In a post on Well-Storied.com, fantasy fiction writer Kristen Kieffer says, “When we read fiction, we don’t often think about the mechanics behind the story. We don’t analyze the structure of a novel’s plot or the development of its characters, nor do we often meditate on the effectiveness of the author’s prose. We simply read for our own enjoyment, or for the expansion of our minds. To read critically, however, is to do everything that most readers do not. It’s to place ourselves in the shoes of a book reviewer or a critic and dive deep into what did or did not make a particular story tick. Where most readers would simply say that a novel’s ending fell flat, a critic would nail down exactly where the author went wrong.”

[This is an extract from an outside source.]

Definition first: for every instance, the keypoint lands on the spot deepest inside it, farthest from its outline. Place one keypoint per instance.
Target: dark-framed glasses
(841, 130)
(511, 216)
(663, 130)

There is another part to reading critically. Kristina Adams of The Writer’s Cookbook puts it well when she says: “Reread your favourite books from the genre(s) you write. Ask yourself what you love about it, and what makes it special. What can you learn from it? The more you read from a particular author, the more you’ll notice patterns.”
To give an example, I am currently reading Perfect by Judith McNaught… for the gazillionth time (another book my mother nudged my way when I was in high school). I adore her style of writing. The way she switches back and forth between points of view, but does so seamlessly, is an art that I actively pursue. Her ability to indulge in banter makes me fall in love with her characters so easily. The lovable secondary characters, the multiple storylines in one novel… yes, her humour is sometimes cheesy, but she is a wonderful storyteller.
I am rereading Perfect specifically because this is the kind of quality I want to bring to my latest work in progress, Autumn in Arborwood. My first contemporary romance novel is a story about people. Relationships. Having fun and falling in love—with friends, with family, with place. There is no better author to look to for guidance than Judith McNaught in these strengths.
So, my author friends. Read. Read vastly, frequently and widely. Read critically. Examine the styles you do and don’t like, the plot twists you love and hate. Anything and everything. In the words of William Faulkner, “Read, read, read. Read everything—trash, classics, good and bad, and see how they do it. Just like a carpenter who works as an apprentice and studies the master. Read! You’ll absorb it. Then write. If it’s good, you’ll find out. If it’s not, throw it out of the window.”